|Van Der Horst, Charles|
Submitted to: American Journal of Clinical Nutrition
Publication Type: Peer Reviewed Journal
Publication Acceptance Date: 1/13/2014
Publication Date: 4/1/2014
Publication URL: http://handle.nal.usda.gov/10113/59646
Citation: Flax, V.L., Bentley, M.E., Combs, G.F., Chasela, C.S., Kayira, D., Tegha, G., Kamwendo, D., Daza, E.J., Fokar, A., Kourtis, A.P., Jamieson, D.J., Van Der Horst, C.M., Adair, L.S. 2014. Plasma and breastmilk selenium in HIV-infected Malawian mothers are positively associated with infant selenium status but are not associated with maternal supplementations: Breastfeeding, Antiretrovirals, and Nutrition Study. American Journal of Clinical Nutrition. 99:950-956. Interpretive Summary: Selenium levels are typically low in HIV-infected individuals. Blood selenium levels can be increased by dietary supplementation, but whether this is true of breastmilk or of the selenium status of breastfed infants is unknown. These questions were addressed by supplementing HIV-infected Malawian mothers with a daily nutritional supplement containing either no selenium or 75 mcg (the RDA) of selenium. Linear regression techniques were used to determine the effects of the supplement on the selenium contents of maternal plasma and breastmilk, the association of breastmilk selenium concentration and infant plasma selenium for 24 weeks. The results showed that selenium supplementation did not affect maternal plasma or breastmilk Se. In fact, breastmilk selenium levels declined during lactation. The selenium intakes of nursing infants were estimated to decline similarly, from 10.2 µg/d at 2 weeks to 7.6 µg/d at 24 weeks.

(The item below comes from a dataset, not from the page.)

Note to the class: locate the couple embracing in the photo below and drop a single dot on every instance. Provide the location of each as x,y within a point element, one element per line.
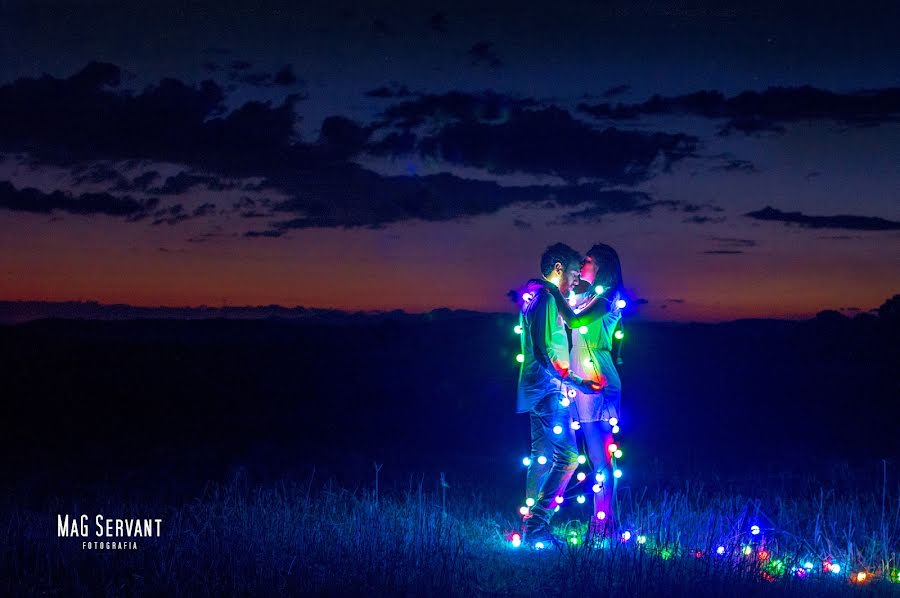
<point>566,385</point>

Technical Abstract: Background: Low dietary selenium (Se) intake coupled with low plasma Se concentrations in HIV infection could result in inadequate breastmilk Se intake by exclusively breastfed infants of HIV-infected women. Objective: To test the effect of lipid-based nutrient supplements (LNS) containing 1.3 RDA of sodium selenite and anti-retroviral drugs (ARV) on maternal plasma and breastmilk Se. Design: HIV-infected Malawian mothers in the Breastfeeding, Antiretrovirals, and Nutrition study were randomized at delivery to: LNS, ARV, LNS-ARV, or control. In a sub-sample of 512 mothers and their uninfected infants, we measured plasma and breastmilk Se concentrations at 2 or 6 wk (depending on availability of infant samples) and 24 wk post-partum. Results: Mean maternal (81.1-86.1 ng/mL) and infant (55.6-60.7 ng/mL) plasma Se increased, while breastmilk Se levels declined (14.4-9.8 ng/mL) from 2 or 6 to 24 wk (all p<0.001). The direction of change in Se levels differed by baseline Se tertile. Low (ß=9.1, p<0.001) and mid (ß=20.8, p<0.001) baseline Se tertile were positively associated with change in maternal plasma or breastmilk Se from 2 or 6 to 24 wk. LNS and ARV were not associated with change in Se concentration. Higher maternal plasma and breastmilk Se were associated with higher infant plasma Se at 2 or 6 and 24 wk (p<0.001), regardless of study arm. Conclusions: Similar patterns of change in Se levels in breastmilk and infant plasma have been documented in non-HIV-infected populations and are probably physiological. The lack of Se supplementation effect is likely related to the form of Se used.